The themes in Annihilation are similar to those in Submission, but embedded in a less dramatic setting. The moral order of society, which was fraying in Submission, is now being torn apart. Houellebecq portrays a France of the near future in which ‘civilised’ human beings accept the euthanisation of the elderly; and a France in which second-rate, cynical politicians continue to cling to power while the nation they rule sinks slowly into the mire. It is a sunken, culturally decaying world, marked by deep economic inequality. The central protagonist, the cynical civil-servant Paul has an apartment overlooking central Paris, while his sister’s provincial family looks into a future of irredeemable poverty. Paul, though, in typical Houellebecq fashion, dies of mouth cancer just as he begins to rediscover hope and meaning in his personal life.

Here we see the enduring appeal of Houellebecq. In an era in which so-called literary novels have tended to serve the ‘progressive’ establishment worldview, his work has interrogated modern life and asked questions few others even contemplate. Where his literary contemporaries see the moral arc of history bending towards progress, Houellebecq sees decline and decadence. Sexual liberation, multiculturalism and the demise of religion are seen as nihilistic forces, rather than sources of cohesion. It is a dark vision that has resonated with millions of readers.

Is Houellebecq a great writer? Fellow novelist Karl Ove Knausgaard thinks he is stylistically lacking.
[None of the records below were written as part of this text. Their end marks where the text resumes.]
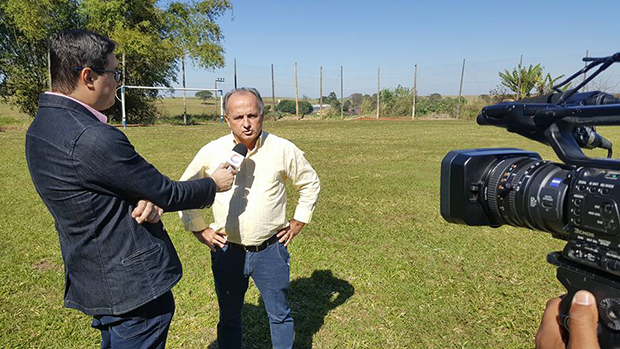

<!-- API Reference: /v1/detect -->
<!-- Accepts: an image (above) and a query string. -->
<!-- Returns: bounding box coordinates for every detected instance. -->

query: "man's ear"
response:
[79,68,96,89]
[223,115,231,127]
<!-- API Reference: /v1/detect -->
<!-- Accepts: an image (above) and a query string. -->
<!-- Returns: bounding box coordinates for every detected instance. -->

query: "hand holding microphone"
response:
[210,144,247,192]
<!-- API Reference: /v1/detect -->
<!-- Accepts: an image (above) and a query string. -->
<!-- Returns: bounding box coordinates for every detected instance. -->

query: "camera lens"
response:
[484,157,571,234]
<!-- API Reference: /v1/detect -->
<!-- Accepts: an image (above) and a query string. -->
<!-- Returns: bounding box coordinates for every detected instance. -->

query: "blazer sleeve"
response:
[71,124,216,212]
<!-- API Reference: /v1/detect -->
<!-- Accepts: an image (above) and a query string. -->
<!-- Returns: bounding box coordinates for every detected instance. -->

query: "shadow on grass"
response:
[207,269,354,349]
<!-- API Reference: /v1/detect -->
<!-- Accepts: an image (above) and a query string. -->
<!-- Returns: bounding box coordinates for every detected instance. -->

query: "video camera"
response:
[440,52,620,348]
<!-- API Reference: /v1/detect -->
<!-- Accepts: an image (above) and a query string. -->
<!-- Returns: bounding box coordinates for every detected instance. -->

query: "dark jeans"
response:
[91,291,175,349]
[212,242,294,349]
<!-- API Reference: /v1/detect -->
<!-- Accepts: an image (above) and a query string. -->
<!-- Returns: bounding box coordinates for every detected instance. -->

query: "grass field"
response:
[4,117,617,348]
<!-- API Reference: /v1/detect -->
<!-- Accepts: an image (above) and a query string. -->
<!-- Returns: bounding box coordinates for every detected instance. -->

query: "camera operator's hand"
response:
[535,290,600,349]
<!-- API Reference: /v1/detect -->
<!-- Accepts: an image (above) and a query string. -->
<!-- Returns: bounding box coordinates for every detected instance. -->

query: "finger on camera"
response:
[567,291,599,349]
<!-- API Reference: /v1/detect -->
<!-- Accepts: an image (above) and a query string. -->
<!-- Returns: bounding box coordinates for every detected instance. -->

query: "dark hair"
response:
[50,30,116,94]
[223,88,265,115]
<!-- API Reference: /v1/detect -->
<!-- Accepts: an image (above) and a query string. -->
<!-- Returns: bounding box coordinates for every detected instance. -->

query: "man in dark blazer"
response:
[25,29,235,348]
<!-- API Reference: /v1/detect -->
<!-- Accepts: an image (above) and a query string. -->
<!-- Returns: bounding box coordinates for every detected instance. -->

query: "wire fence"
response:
[162,50,620,119]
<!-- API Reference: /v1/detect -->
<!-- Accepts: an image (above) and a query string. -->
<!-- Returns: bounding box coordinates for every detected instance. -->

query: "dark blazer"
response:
[25,93,216,316]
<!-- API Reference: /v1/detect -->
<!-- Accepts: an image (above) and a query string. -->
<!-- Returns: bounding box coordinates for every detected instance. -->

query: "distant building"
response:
[312,104,330,112]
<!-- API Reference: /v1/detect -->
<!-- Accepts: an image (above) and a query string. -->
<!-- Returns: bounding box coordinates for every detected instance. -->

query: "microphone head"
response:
[232,143,248,157]
[228,143,248,170]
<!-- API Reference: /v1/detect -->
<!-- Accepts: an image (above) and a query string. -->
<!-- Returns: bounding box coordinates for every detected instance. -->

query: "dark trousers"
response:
[212,242,294,349]
[91,291,175,349]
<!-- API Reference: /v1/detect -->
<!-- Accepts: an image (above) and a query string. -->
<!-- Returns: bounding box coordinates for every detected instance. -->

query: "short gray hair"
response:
[223,88,264,115]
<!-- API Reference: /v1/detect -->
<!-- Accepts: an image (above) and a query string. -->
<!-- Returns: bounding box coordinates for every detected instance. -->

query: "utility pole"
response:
[234,58,237,89]
[412,63,417,120]
[376,66,380,119]
[320,66,323,118]
[271,63,276,120]
[456,58,465,119]
[294,62,299,119]
[340,65,344,119]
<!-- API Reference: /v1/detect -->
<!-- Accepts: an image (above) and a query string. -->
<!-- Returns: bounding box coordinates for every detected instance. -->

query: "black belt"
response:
[229,234,280,252]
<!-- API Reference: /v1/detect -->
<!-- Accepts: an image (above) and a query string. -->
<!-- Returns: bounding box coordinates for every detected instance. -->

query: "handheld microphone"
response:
[227,143,248,170]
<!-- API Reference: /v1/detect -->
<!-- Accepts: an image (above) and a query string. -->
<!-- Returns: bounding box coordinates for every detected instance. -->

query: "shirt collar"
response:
[231,131,266,156]
[45,92,108,123]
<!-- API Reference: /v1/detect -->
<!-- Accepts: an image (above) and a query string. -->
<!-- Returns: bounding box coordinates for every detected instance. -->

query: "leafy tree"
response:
[276,100,296,114]
[360,94,376,114]
[195,90,213,102]
[0,0,81,116]
[0,0,231,123]
[320,91,338,105]
[478,94,492,103]
[349,93,363,107]
[298,101,313,116]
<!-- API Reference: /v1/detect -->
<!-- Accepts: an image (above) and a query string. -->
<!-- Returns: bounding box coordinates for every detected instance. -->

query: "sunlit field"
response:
[4,118,616,348]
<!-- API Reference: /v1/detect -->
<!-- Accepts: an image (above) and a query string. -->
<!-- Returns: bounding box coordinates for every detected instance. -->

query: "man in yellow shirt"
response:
[179,88,320,349]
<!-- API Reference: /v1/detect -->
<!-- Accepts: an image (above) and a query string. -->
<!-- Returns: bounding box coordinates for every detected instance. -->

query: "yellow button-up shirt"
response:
[178,131,320,245]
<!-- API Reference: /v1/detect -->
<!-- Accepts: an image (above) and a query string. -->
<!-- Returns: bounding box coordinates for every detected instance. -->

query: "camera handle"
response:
[548,252,620,348]
[544,113,620,170]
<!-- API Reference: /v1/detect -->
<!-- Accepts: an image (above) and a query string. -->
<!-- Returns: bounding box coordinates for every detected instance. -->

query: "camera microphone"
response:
[227,143,248,170]
[573,126,613,157]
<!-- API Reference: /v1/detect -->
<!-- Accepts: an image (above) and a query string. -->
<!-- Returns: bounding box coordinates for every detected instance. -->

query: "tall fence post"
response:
[320,66,323,119]
[182,54,187,125]
[271,63,277,120]
[47,48,52,91]
[456,58,465,119]
[294,62,299,119]
[376,66,380,119]
[412,63,417,120]
[517,54,523,100]
[583,49,589,85]
[121,86,126,129]
[340,65,344,119]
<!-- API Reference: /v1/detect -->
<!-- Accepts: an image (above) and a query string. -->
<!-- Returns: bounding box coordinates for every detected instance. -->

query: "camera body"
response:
[441,149,620,275]
[440,53,620,347]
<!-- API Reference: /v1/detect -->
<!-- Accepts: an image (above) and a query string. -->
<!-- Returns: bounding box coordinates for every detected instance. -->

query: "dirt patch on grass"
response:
[32,260,60,272]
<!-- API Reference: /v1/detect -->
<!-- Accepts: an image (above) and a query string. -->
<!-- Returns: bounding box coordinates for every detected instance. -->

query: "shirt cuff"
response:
[293,206,314,224]
[184,216,208,232]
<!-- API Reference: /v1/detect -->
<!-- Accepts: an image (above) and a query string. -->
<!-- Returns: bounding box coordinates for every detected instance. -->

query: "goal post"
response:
[119,85,224,128]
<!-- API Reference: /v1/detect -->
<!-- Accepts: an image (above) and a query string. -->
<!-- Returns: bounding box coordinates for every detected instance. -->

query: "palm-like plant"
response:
[536,73,568,95]
[499,64,543,99]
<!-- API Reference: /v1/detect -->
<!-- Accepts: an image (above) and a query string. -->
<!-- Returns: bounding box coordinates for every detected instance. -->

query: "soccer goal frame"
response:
[118,85,223,128]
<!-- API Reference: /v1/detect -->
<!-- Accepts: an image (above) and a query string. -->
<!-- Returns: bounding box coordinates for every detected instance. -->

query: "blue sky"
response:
[176,1,620,98]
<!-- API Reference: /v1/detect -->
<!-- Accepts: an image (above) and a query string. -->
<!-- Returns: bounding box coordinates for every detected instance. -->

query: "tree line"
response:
[0,0,232,123]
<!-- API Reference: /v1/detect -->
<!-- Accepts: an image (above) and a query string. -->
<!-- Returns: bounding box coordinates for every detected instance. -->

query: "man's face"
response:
[225,92,264,149]
[92,53,119,111]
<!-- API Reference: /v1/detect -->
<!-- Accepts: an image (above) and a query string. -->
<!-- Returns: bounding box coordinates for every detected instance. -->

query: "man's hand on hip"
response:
[193,227,228,252]
[211,163,237,192]
[132,200,163,224]
[277,219,305,246]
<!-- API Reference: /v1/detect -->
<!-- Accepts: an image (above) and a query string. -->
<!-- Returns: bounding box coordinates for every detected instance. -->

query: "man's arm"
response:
[276,143,320,245]
[73,125,232,212]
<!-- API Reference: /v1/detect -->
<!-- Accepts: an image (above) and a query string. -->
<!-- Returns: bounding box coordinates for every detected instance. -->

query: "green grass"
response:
[0,101,30,130]
[4,119,617,347]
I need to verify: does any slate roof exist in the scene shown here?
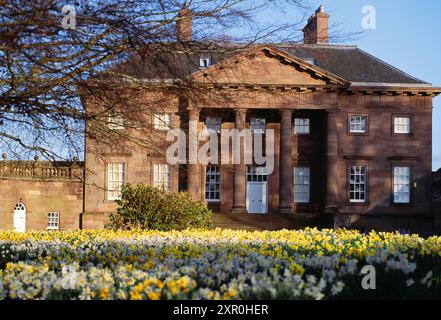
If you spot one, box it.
[111,43,429,85]
[275,45,428,84]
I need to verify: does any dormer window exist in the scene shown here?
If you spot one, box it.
[199,54,213,68]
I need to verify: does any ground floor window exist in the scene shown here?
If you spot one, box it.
[393,166,411,204]
[153,164,170,189]
[205,166,220,201]
[349,165,367,203]
[294,166,310,203]
[47,212,60,230]
[107,162,125,200]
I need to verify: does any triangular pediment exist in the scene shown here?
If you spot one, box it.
[190,46,349,87]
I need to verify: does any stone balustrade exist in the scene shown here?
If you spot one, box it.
[0,155,83,181]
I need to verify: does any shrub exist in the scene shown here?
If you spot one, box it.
[106,184,213,231]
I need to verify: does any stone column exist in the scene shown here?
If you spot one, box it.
[325,109,339,213]
[231,109,247,213]
[187,107,201,200]
[278,109,293,213]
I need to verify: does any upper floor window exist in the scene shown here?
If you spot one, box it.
[205,166,220,202]
[250,117,266,134]
[393,166,411,204]
[107,162,125,200]
[349,165,367,203]
[108,113,124,130]
[47,212,60,230]
[393,116,411,134]
[294,166,310,203]
[349,115,367,134]
[199,54,213,68]
[205,116,222,133]
[294,118,310,134]
[153,113,172,130]
[153,164,170,189]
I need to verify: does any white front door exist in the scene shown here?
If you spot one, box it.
[246,167,268,214]
[13,202,26,232]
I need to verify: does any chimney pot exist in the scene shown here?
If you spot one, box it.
[303,5,329,45]
[176,5,193,42]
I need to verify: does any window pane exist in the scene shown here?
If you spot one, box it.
[47,212,60,230]
[153,164,170,189]
[349,165,367,202]
[294,166,310,203]
[349,116,367,133]
[205,166,220,201]
[107,163,125,200]
[108,113,124,130]
[250,117,266,134]
[294,118,310,134]
[394,117,410,134]
[154,113,172,130]
[205,117,222,133]
[393,166,410,203]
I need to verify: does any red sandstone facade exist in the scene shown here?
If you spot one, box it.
[1,6,440,234]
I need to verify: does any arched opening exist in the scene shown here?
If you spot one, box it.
[13,201,26,232]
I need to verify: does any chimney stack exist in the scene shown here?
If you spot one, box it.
[176,4,193,42]
[302,5,329,45]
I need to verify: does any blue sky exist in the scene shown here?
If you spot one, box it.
[256,0,441,170]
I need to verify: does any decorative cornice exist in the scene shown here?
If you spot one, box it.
[343,156,373,160]
[387,156,419,161]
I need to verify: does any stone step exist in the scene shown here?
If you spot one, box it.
[212,213,332,231]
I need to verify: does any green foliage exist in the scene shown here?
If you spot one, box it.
[106,184,213,231]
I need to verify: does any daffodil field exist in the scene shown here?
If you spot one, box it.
[0,228,440,300]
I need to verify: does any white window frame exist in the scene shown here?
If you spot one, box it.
[107,162,125,201]
[205,116,222,133]
[153,113,172,131]
[250,117,266,134]
[349,115,368,133]
[247,166,268,182]
[204,166,221,202]
[199,54,212,68]
[294,166,310,203]
[294,118,310,134]
[153,164,170,190]
[393,116,411,134]
[47,212,60,230]
[108,113,124,130]
[349,165,367,203]
[393,166,411,204]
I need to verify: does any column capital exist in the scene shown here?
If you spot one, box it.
[280,109,293,116]
[187,107,200,120]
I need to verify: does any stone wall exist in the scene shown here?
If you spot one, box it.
[0,159,83,231]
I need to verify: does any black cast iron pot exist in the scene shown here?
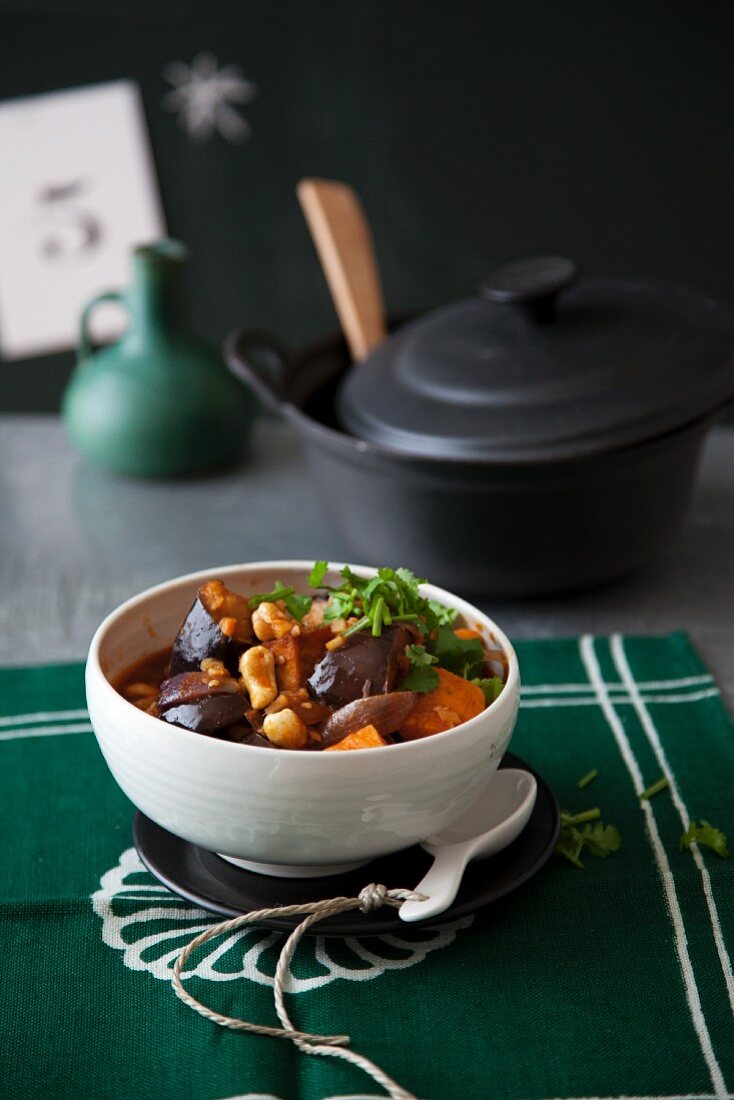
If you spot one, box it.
[225,258,733,597]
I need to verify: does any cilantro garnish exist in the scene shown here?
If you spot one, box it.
[405,644,438,668]
[403,666,440,693]
[580,821,623,859]
[402,645,440,693]
[283,591,313,622]
[248,581,312,622]
[562,808,601,826]
[308,560,329,588]
[472,677,504,705]
[433,625,485,680]
[252,562,505,702]
[556,807,621,868]
[312,562,455,638]
[306,562,507,701]
[249,581,295,609]
[640,776,669,801]
[680,820,730,859]
[427,599,459,627]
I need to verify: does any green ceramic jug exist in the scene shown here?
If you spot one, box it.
[62,239,252,477]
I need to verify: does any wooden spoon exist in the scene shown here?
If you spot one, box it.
[297,178,387,361]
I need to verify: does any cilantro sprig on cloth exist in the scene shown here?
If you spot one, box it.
[556,807,622,869]
[681,820,730,858]
[557,766,731,870]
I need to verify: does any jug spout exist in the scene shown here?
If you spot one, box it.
[127,238,190,340]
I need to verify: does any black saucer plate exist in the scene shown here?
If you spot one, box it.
[134,752,559,937]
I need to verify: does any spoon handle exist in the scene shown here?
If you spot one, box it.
[398,845,469,924]
[297,178,387,361]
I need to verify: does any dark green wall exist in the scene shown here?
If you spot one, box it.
[1,0,732,411]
And it’s true Houellebecq seems to take little interest in dialogue, preferring instead to express ideas purely through the internal world of his characters. Moreover, beyond his fiction, his essays are often simultaneously impenetrable and pedestrian. His piece in Harper’s, ‘Donald Trump is a good president’, is one of the most uninsightful pieces you are likely to read on US politics.

Yet there is still a greatness to Houellebecq’s work. He may lack a certain technical finesse, but he possesses a singularity of vision his contemporaries lack. He seems to see further and more clearly than others. Houellebecq’s collection of essays and interviews, Interventions 2020 features a quote from 19th-century German philosopher Arthur Schopenhauer: ‘The first – and practically the only – condition of good style is having something to say.’ And Houellebecq, for all his faults, has always had something to say.

Hugo Timms is an editorial assistant at spiked.